"With Nokia and RIM struggling," wrote Whitmore, "the time is right for Apple to aggressively penetrate the mid-range smartphone market (i.e. $300-500 category) to dramatically expand its [total addressable market] and market share."
In other words, Whitmore is sort of resurrecting the iPhone Nano rumors, only it won't be called the iPhone Nano and it won't be smaller. Instead, he believes the mid-range version will be called the iPhone 4S, and the high-end version will be called the iPhone 5. Where the iPhone 4S will be a lightly revised version of the iPhone 4, the iPhone 5 will be a brand new device.
The idea of an iPhone Nano--a smaller, cheaper iPhone--floated around the Internet for years. The entire reason for Apple to make such a device would be to help it penetrate more markets. By offering a smaller phone that's more affordable, Apple could gain new customers.

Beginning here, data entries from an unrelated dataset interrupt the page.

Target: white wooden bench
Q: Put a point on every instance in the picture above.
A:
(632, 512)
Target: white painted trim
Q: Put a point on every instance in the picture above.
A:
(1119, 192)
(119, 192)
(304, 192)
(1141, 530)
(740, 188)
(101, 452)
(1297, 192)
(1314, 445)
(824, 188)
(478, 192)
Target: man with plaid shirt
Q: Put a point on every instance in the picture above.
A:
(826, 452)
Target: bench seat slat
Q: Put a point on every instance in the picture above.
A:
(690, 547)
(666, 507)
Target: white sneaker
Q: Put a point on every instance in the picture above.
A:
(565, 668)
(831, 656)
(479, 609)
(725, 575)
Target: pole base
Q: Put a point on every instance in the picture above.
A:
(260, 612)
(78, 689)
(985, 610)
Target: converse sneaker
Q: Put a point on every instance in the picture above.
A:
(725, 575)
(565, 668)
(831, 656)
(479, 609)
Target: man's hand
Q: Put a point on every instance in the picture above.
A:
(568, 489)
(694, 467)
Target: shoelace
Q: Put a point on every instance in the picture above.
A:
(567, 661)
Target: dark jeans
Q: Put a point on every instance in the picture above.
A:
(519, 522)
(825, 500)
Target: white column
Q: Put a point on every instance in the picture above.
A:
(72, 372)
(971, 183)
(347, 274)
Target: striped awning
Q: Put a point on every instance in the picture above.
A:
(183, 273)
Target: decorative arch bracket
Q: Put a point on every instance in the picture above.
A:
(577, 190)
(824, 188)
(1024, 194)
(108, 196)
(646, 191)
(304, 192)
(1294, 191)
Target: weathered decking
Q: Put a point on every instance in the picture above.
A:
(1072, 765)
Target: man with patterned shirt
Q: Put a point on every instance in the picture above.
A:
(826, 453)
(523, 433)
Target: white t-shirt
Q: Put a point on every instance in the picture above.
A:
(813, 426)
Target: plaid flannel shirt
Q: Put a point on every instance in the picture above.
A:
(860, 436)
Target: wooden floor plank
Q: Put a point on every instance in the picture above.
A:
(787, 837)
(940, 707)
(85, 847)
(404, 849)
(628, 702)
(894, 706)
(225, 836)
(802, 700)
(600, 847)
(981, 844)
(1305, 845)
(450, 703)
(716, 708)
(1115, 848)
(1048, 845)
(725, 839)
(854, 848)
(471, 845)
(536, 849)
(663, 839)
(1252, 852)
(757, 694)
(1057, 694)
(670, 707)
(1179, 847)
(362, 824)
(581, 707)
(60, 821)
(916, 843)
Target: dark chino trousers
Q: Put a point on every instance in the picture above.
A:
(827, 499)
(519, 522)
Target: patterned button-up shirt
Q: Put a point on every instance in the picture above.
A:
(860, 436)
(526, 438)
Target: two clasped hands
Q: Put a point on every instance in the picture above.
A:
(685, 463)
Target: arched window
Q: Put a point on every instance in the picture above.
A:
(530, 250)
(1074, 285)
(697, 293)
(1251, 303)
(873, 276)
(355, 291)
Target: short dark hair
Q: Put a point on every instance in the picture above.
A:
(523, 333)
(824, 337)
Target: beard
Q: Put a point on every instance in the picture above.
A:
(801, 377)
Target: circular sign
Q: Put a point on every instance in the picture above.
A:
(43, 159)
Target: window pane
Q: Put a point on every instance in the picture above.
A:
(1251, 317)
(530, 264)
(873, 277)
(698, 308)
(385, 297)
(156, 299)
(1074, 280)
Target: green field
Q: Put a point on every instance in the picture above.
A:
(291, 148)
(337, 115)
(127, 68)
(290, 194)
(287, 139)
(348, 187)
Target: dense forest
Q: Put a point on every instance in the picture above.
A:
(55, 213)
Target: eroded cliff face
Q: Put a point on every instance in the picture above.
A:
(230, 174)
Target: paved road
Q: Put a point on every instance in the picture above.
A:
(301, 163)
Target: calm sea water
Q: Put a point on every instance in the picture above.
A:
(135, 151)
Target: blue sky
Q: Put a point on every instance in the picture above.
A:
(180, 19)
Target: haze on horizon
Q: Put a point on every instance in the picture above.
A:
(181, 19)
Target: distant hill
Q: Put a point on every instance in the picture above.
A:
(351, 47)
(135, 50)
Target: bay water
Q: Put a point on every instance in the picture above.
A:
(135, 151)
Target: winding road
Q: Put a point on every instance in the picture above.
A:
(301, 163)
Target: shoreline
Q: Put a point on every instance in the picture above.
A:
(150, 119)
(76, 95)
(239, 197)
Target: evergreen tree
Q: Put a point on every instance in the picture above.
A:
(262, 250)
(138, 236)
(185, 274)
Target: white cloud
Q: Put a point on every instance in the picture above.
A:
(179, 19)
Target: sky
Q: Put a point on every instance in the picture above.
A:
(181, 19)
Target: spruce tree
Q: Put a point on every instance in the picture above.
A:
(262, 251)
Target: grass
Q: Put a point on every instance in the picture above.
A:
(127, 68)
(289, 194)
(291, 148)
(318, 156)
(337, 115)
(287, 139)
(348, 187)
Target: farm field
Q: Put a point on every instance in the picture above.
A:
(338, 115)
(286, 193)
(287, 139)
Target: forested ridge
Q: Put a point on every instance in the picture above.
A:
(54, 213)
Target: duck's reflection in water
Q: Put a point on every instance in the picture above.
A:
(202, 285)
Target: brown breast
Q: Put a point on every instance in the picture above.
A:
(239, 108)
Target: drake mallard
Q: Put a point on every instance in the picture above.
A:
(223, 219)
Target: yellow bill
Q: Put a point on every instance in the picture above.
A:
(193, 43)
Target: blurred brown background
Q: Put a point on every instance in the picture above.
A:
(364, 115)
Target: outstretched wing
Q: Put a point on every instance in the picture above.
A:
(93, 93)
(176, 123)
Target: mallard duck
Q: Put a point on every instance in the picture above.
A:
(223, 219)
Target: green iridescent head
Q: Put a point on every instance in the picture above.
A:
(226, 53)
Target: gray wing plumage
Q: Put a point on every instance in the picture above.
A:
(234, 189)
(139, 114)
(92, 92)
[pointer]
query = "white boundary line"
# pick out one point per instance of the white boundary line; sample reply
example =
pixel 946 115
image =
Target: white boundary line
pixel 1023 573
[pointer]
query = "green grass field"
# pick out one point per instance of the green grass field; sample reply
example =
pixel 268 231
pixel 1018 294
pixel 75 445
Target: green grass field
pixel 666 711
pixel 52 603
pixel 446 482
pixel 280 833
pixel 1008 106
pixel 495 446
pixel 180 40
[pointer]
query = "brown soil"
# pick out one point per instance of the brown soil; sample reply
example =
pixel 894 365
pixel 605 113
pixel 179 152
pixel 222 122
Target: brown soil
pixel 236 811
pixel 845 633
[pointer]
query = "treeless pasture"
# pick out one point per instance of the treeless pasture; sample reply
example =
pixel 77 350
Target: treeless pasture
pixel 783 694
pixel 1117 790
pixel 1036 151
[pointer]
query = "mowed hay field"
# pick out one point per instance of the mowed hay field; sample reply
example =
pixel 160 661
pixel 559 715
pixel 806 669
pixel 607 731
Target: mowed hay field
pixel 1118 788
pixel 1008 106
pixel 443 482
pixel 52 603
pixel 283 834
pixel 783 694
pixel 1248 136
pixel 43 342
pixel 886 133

The same theory applies to Whitmore's iPhone 4S. This supposedly cheaper device would be a prime candidate for the prepaid market. Whitmore thinks the price would be approximately $349, and the device would be available unlocked. This could help Apple conquer some of the 1 billion people across 98 countries who prefer prepaid services to postpaid.
Speculation of what Apple will announce in September has been rampant for six months or more. This year is the first since 2008 that Apple has broken its annual June refresh cycle for the iPhone. It has been suggested that Apple is delaying the iPhone 4S/5 (or whatever they'll be called) because iOS 5 isn't ready yet. Apple's new system software is prepared to debut this fall. Whatever the reason for the delay, the September launch date has been cited consistently.
What's the potential impact for enterprise customers?
The iPhone 5 is apparently lined up to be the iPhone 4's successor. Businesses that need to arm their mobile professionals with powerful smartphones will likely choose this device, as it will be the more capable of the two when it comes to processing power, wireless technologies, and so on. But that doesn't mean savvy businesses should count out the iPhone 4S. The idea of a slightly lower cost device might appeal to budget-constrained IT departments.
Consider that the full retail price (without carrier subsidies) of the iPhone 4 is $599 or $699, depending on the model chosen. With carrier subsidies--and two-year contracts--the iPhone 4 costs $199 or $299. The iPhone 5 would probably demand similar pricing, but those two-year contracts can be killer. The iPhone 4S, however, at $349 with no contract requirement sounds like a bargain.
Is this how things will play out? Obviously, no one but Apple knows for sure.